This repository produces the link between cik and cusip using EDGAR 13D and 13G fillings, that is more robust than Compustat (due to backward filling of new cusip to old records). It is a competitor to WRDS SEC platform while this one is free.
This is written in python36+, I don't provide a requirement file and I only use very common libraries, if you run into Module not Found problem, just pip install them
dl_idx.py will download the EDGAR index file containing addresses for each filing.
dl.py will download a certain type of filing, check form_type.txt for available filing types. for example,
dl.py 13G 13G # this will download all 13G (second 13G) filing into 13G (first 13G) folder
parse_cusip.py 13G # this will process all files in 13G directory, creating a file called 13G.csv with filing name, cik, cusip number.
Well, if you do not care obtaining the original data, just download cik-cusip-maps.csv, it has the mapping without timestamp information, but should be good if you use it for merging databases. Please deal with duplications yourself.
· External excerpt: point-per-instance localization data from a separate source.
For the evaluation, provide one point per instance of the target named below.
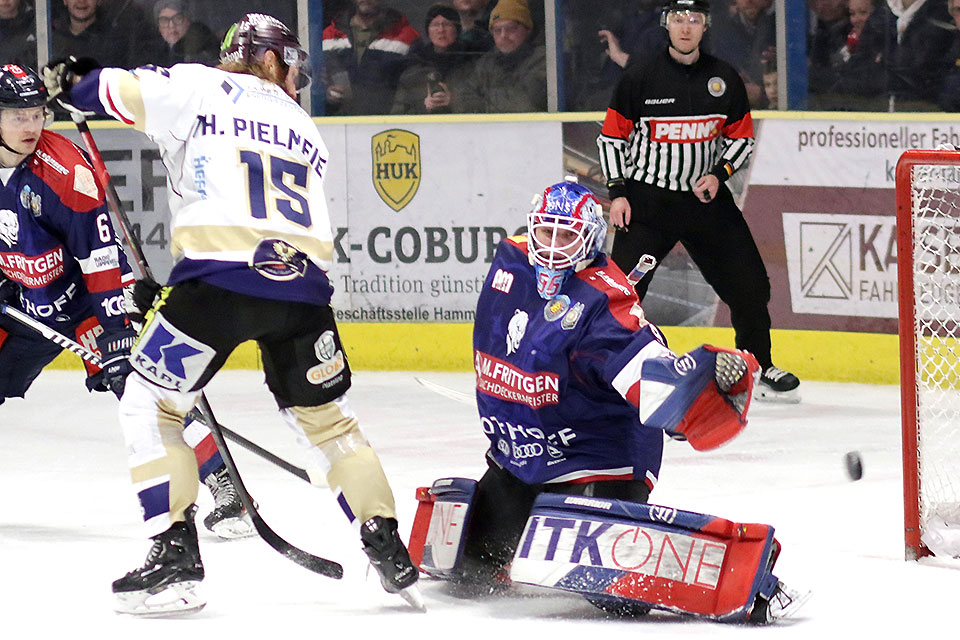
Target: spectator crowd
(489, 56)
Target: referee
(677, 128)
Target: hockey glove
(720, 411)
(145, 293)
(115, 363)
(59, 76)
(9, 291)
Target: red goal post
(928, 266)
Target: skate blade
(233, 528)
(413, 597)
(177, 599)
(778, 397)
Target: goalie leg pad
(443, 512)
(338, 447)
(668, 559)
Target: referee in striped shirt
(677, 128)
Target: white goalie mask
(565, 231)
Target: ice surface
(69, 522)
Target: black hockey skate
(390, 558)
(167, 582)
(777, 385)
(229, 518)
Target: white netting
(935, 196)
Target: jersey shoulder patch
(62, 166)
(622, 302)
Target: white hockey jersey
(245, 167)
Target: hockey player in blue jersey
(61, 265)
(575, 390)
(253, 244)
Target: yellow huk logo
(396, 166)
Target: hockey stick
(309, 561)
(447, 392)
(91, 357)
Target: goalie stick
(644, 265)
(309, 561)
(313, 477)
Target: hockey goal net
(928, 264)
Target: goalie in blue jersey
(575, 389)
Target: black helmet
(255, 34)
(21, 88)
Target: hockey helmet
(21, 88)
(256, 33)
(566, 231)
(688, 6)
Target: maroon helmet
(256, 33)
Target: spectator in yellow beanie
(516, 10)
(513, 77)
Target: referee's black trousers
(720, 243)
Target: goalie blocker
(618, 553)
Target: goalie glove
(59, 76)
(719, 412)
(702, 397)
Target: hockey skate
(777, 385)
(167, 582)
(229, 518)
(389, 557)
(783, 603)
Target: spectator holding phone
(428, 85)
(513, 77)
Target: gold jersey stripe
(218, 238)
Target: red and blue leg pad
(666, 558)
(436, 541)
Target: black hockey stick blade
(314, 563)
(309, 561)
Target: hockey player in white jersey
(252, 245)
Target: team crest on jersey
(332, 361)
(516, 330)
(9, 226)
(30, 200)
(168, 357)
(572, 317)
(716, 86)
(396, 166)
(502, 281)
(555, 308)
(278, 260)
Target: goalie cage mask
(256, 33)
(565, 233)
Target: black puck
(854, 464)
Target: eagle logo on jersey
(9, 227)
(396, 166)
(516, 330)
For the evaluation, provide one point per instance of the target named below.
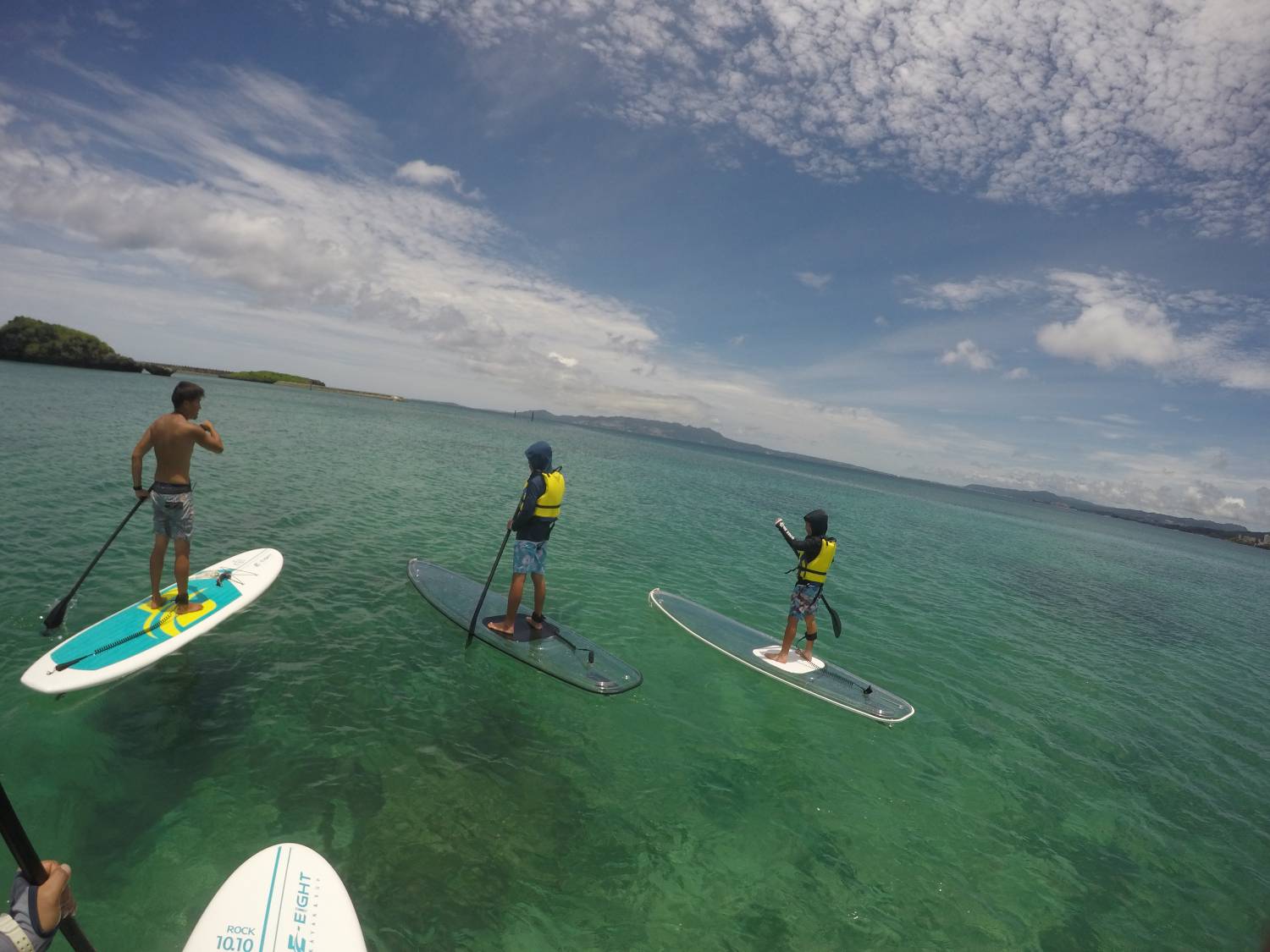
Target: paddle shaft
(472, 625)
(833, 616)
(55, 619)
(15, 838)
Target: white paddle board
(749, 647)
(140, 635)
(282, 899)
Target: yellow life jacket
(818, 569)
(553, 494)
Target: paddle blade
(53, 619)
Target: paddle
(53, 619)
(472, 625)
(833, 617)
(15, 838)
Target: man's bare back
(173, 437)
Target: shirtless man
(173, 437)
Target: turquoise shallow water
(1089, 767)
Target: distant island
(701, 436)
(682, 433)
(38, 342)
(1232, 532)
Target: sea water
(1089, 767)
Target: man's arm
(207, 437)
(139, 452)
(798, 545)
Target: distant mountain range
(680, 433)
(1222, 530)
(703, 436)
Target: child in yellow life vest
(535, 517)
(814, 558)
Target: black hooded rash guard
(527, 526)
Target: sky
(960, 240)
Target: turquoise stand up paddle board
(284, 899)
(752, 647)
(140, 635)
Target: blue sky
(957, 241)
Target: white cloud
(970, 355)
(960, 296)
(426, 175)
(127, 27)
(563, 360)
(1018, 102)
(1122, 419)
(814, 281)
(272, 216)
(1122, 322)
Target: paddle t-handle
(28, 860)
(55, 617)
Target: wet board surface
(820, 678)
(284, 898)
(563, 654)
(139, 635)
(797, 664)
(523, 630)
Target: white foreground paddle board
(140, 635)
(282, 899)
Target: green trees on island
(272, 377)
(40, 342)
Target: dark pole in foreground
(15, 838)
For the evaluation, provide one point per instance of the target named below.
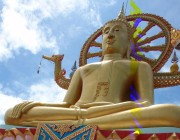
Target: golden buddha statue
(101, 93)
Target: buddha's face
(115, 38)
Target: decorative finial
(121, 14)
(174, 67)
(175, 58)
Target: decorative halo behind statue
(142, 45)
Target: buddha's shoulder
(91, 66)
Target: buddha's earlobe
(128, 52)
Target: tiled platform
(87, 132)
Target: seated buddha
(114, 93)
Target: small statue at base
(114, 93)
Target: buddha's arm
(144, 82)
(71, 98)
(75, 88)
(27, 105)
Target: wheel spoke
(144, 31)
(149, 39)
(96, 44)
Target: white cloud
(23, 23)
(7, 102)
(46, 91)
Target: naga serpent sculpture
(142, 46)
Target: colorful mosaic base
(65, 132)
(96, 133)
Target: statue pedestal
(86, 132)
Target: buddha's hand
(23, 108)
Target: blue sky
(30, 29)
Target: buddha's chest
(108, 81)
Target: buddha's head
(116, 36)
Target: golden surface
(99, 93)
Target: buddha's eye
(106, 32)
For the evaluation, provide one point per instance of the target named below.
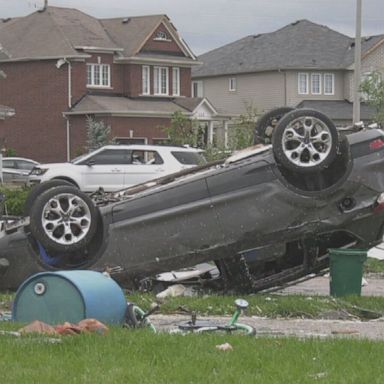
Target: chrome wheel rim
(307, 141)
(66, 219)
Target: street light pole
(357, 66)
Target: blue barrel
(56, 297)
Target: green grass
(268, 305)
(271, 306)
(125, 356)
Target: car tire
(305, 140)
(63, 219)
(38, 189)
(266, 124)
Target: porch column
(210, 132)
(225, 133)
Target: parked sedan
(17, 169)
(115, 167)
(265, 215)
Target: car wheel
(63, 219)
(305, 140)
(267, 123)
(38, 189)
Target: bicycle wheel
(243, 329)
(135, 318)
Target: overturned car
(265, 215)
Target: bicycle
(232, 327)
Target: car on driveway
(17, 169)
(265, 215)
(115, 167)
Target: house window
(303, 83)
(232, 84)
(176, 81)
(329, 84)
(146, 80)
(98, 75)
(316, 84)
(160, 81)
(161, 36)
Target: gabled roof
(119, 105)
(300, 45)
(137, 28)
(54, 33)
(65, 32)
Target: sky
(209, 24)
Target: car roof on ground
(19, 158)
(151, 147)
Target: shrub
(14, 200)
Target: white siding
(293, 96)
(261, 90)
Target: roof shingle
(300, 45)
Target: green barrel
(55, 297)
(346, 270)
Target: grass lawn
(127, 356)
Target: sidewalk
(320, 286)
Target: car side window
(25, 165)
(109, 156)
(8, 163)
(146, 157)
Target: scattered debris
(224, 347)
(174, 291)
(84, 326)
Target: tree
(373, 90)
(182, 130)
(243, 130)
(98, 134)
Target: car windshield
(78, 158)
(189, 158)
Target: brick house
(303, 64)
(63, 65)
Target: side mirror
(241, 303)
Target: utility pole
(357, 66)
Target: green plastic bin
(346, 271)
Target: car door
(105, 169)
(144, 165)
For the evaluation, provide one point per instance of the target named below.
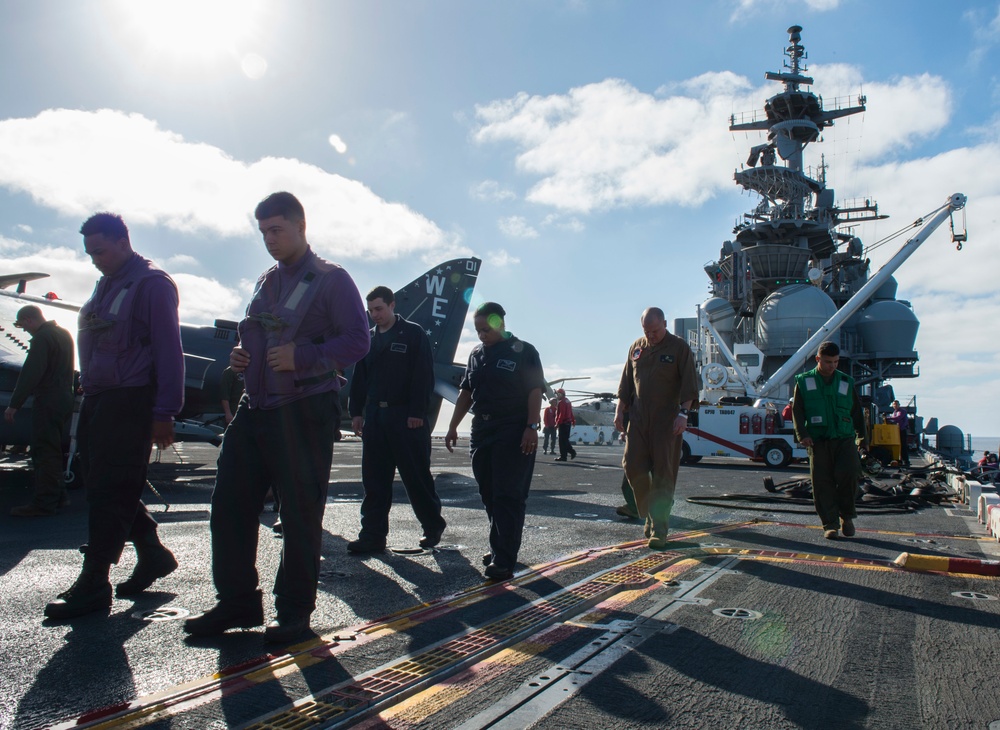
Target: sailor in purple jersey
(132, 374)
(305, 323)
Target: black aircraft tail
(439, 301)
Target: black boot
(155, 561)
(91, 592)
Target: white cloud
(491, 191)
(516, 227)
(203, 299)
(501, 258)
(76, 162)
(254, 66)
(608, 145)
(337, 143)
(72, 278)
(181, 261)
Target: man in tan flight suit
(658, 386)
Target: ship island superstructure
(794, 274)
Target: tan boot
(658, 535)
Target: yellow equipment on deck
(887, 436)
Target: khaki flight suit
(655, 381)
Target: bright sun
(193, 31)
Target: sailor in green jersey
(827, 416)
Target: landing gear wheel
(777, 455)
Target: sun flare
(192, 30)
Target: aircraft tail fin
(20, 279)
(439, 301)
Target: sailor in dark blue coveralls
(390, 394)
(502, 387)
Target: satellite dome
(950, 439)
(887, 326)
(887, 290)
(720, 313)
(790, 316)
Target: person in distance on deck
(657, 387)
(390, 394)
(564, 424)
(902, 419)
(132, 374)
(502, 386)
(47, 374)
(827, 416)
(304, 322)
(549, 427)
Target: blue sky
(580, 148)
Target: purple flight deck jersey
(129, 331)
(316, 305)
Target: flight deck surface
(749, 618)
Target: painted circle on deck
(974, 595)
(163, 613)
(744, 614)
(410, 551)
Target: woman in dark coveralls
(502, 387)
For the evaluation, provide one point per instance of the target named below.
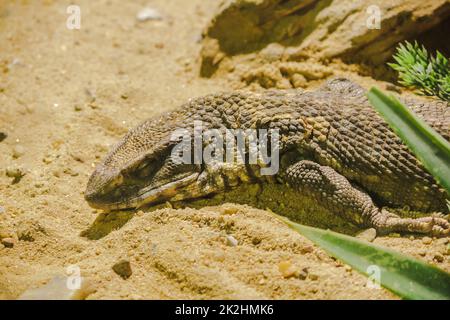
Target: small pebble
(58, 289)
(438, 257)
(307, 249)
(18, 151)
(14, 172)
(313, 276)
(231, 241)
(286, 269)
(303, 274)
(368, 234)
(123, 269)
(229, 210)
(148, 14)
(394, 235)
(8, 242)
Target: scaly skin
(333, 147)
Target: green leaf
(407, 277)
(428, 146)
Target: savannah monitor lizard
(333, 148)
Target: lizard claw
(435, 226)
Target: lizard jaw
(148, 195)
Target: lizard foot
(435, 226)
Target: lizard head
(141, 169)
(144, 168)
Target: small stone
(229, 210)
(231, 241)
(368, 235)
(123, 269)
(140, 213)
(58, 289)
(313, 276)
(394, 235)
(15, 172)
(8, 242)
(256, 241)
(148, 14)
(307, 249)
(18, 151)
(438, 257)
(303, 274)
(286, 269)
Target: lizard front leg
(337, 194)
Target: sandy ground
(65, 97)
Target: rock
(148, 14)
(8, 242)
(18, 151)
(231, 241)
(59, 288)
(123, 269)
(368, 235)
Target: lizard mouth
(150, 195)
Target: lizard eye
(145, 170)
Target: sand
(65, 97)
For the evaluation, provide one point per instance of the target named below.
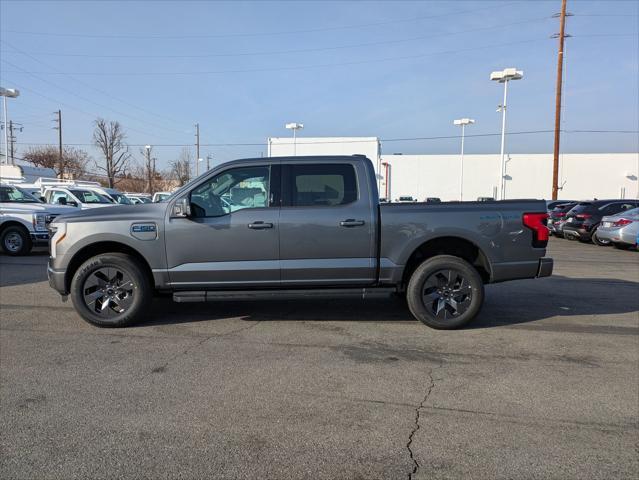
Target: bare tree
(110, 138)
(181, 168)
(150, 172)
(74, 160)
(134, 180)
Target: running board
(211, 296)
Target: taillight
(537, 223)
(621, 222)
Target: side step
(214, 295)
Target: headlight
(39, 222)
(57, 232)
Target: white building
(581, 176)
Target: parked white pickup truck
(24, 220)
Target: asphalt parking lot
(544, 384)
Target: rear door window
(582, 208)
(327, 185)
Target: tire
(601, 243)
(15, 240)
(119, 281)
(448, 280)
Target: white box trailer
(24, 173)
(287, 147)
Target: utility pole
(560, 65)
(150, 168)
(12, 141)
(197, 149)
(58, 122)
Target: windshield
(16, 195)
(87, 196)
(121, 199)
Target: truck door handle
(260, 225)
(351, 223)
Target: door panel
(224, 251)
(232, 238)
(326, 226)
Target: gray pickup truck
(294, 226)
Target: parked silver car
(620, 229)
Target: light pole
(147, 151)
(462, 122)
(4, 93)
(295, 127)
(504, 76)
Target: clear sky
(388, 69)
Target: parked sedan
(621, 230)
(557, 218)
(584, 218)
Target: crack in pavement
(416, 425)
(162, 368)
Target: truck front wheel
(16, 240)
(445, 292)
(111, 290)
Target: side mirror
(181, 208)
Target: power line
(298, 67)
(164, 36)
(88, 101)
(404, 139)
(283, 52)
(70, 92)
(81, 82)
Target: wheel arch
(13, 223)
(99, 248)
(448, 245)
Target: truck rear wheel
(16, 240)
(445, 292)
(111, 290)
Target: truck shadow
(506, 304)
(30, 268)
The reason why I do not provide timestamp is because there will be truncations due to timing of the filings. For example, when filings are filed in 2005 and 2007 for a link, I can only see the link in 2005 and 2007, but the link should be valid in 2006 too. One way to fix this is to interpolate the link to 2006. The bad situation is the link can be found in early years like 2006, but no more filings after that, then we do not know when should the link is valid to, or how long after we should extrapolate. Since this is arbitrary choice of the user, I will just remove the timestamp for you to deal with yourself. For database merging purpose, this should be fine because two databases you are merging should have timestamp and it's rare for duplicated links to exist at some given time.